Sorafenib, midostaurin, and quizartinib are 3 drugs that inhibit the development of the FLT3 mutation (the mutation that leads to malignancy and poor prognosis in AML). They have been used in clinical trials (given together with azacytidine) to assess tolerance and treatment response in patients with the disease.
Volasertib was used in phase-I clinical trials in patients with refractory AML, and a response was observed. For this reason, it is currently being used in phase-III trails in combination with LDARAC to see if there is an improvement in response.

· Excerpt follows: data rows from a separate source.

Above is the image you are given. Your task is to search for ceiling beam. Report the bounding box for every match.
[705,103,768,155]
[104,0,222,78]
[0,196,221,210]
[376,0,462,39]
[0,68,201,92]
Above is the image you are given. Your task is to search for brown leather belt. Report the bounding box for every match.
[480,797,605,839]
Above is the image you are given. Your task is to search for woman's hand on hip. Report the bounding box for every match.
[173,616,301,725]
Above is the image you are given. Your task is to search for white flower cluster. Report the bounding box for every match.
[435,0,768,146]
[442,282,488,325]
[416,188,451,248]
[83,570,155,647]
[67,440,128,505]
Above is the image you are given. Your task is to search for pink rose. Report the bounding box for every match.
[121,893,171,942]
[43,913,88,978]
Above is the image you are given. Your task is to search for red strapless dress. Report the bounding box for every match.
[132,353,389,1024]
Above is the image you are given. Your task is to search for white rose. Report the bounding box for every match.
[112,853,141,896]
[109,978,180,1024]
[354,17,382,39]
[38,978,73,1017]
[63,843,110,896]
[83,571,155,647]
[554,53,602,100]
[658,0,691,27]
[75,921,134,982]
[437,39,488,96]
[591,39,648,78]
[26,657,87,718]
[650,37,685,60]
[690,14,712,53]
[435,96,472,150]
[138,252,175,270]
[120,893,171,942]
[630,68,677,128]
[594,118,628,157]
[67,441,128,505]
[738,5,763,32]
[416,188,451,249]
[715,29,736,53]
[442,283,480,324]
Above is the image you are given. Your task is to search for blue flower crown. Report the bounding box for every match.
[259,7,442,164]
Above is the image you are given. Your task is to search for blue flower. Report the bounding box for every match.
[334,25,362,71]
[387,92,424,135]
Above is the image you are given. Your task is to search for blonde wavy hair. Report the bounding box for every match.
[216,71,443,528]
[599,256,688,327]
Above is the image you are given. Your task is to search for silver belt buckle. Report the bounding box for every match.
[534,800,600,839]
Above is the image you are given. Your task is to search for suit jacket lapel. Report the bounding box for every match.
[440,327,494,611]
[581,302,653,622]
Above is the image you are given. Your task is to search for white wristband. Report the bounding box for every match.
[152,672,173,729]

The search for monoclonal antibodies that are useful in this disease is ongoing, and efforts are being made to reconsider gemtuzumab ozogamicin and its effectiveness given the antibody's ability to target most AML cells. However, because initial studies have shown that it is not widely effective, leading it to be ruled out. New studies have found gemtuzumab to have certain usefulness.
Use of immune checkpoint inhibitors is also being studied for treatment of AML. These drugs block systems the defense systems of tumor cells against the patient's immune system, thus allowing the patient's defenses to eliminate the tumor cells.
Applying chimeric antigen receptors (CARs) to AML is proving to be a challenge. CARs are patient immune cells that have been manipulated to target a relatively specific target in tumor cells. They are very effective in acute lymphoid leukemia and chronic lymphocytic leukemia. There is still no good target allowing for the disease to be eliminated without causing sever toxicity.
Another option for manipulating the immune system is to use vaccines that target AML. Some preliminary data have become available on targeting the Wilms tumor protein.
Many other drugs are being developed which may be applied to specific subtypes of AML that exhibit concrete molecular alterations, such as IDH inhibitors in patients carrying the mutation. This type of treatment is based on specific alterations present in each patient. The treatment is begun once certain changes are detected when there is a drug available to neutralize the pernicious effect.